What would that look like? The price of a therapy includes the value it delivers to the health care system, say through fewer hospitalizations or surgical interventions. But now ICER wants to make some of that value disappear, and to accomplish this magic act, ICER is offering two hypothetical options: 

  • Option A—The “shared savings” model, where 50 percent of the lower health care costs derived from a new treatment are no longer “assigned” to the new treatment; or 
  • Option B—The “cost offset cap” model, in which the lower health care costs generated by a new treatment are capped at $150,000 per year. 

There is no scientific or rational basis for these changes.
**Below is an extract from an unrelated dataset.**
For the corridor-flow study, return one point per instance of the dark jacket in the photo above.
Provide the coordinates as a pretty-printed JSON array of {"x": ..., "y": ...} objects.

ICER makes no attempt to justify why 50 percent “shared savings” or a $150,000 cap is the right approach. Instead, ICER wants us to believe this is just a simple thought experiment. But make no mistake, these arbitrary metrics may soon decide the price of innovative treatments and whether patients should have access to them. 

This further demonstrates how ICER’s work is arbitrary and designed to achieve a desired outcome. And that’s precisely what ICER’s deep-pocketed funders want. A profile in the Wall Street Journal noted that the organization has received nearly $28 million from “hedge-fund billionaire” John Arnold in recent years—it’s “single-biggest funder,” according to the Journal. 

Arnold claims ICER has “started real conversations about value,” except it’s an entirely one-sided conversation. The concerns of important stakeholders—including patient advocates, drugmakers, and others—are often ignored. The head of ICER, Steve Pearson, went so far as to tell parents they don’t have a vote in deciding the value of a treatment that might save their child’s life. 

That’s why BIO supports the Alliance to Protect Medical Innovation and the Innovation and Value Initiative. These organizations help inject other voices into the discussion and provide an alternative approach to measuring value that’s fair, open and transparent. 

BIO has urged ICER to be a “partner in working with all stakeholders in advancing the science and methods of value assessment,” rather than “simply dictate what those methods should be.” But as it changes the rules to reach its predetermined outcome, it’s clear that’s not an approach ICER wants to take.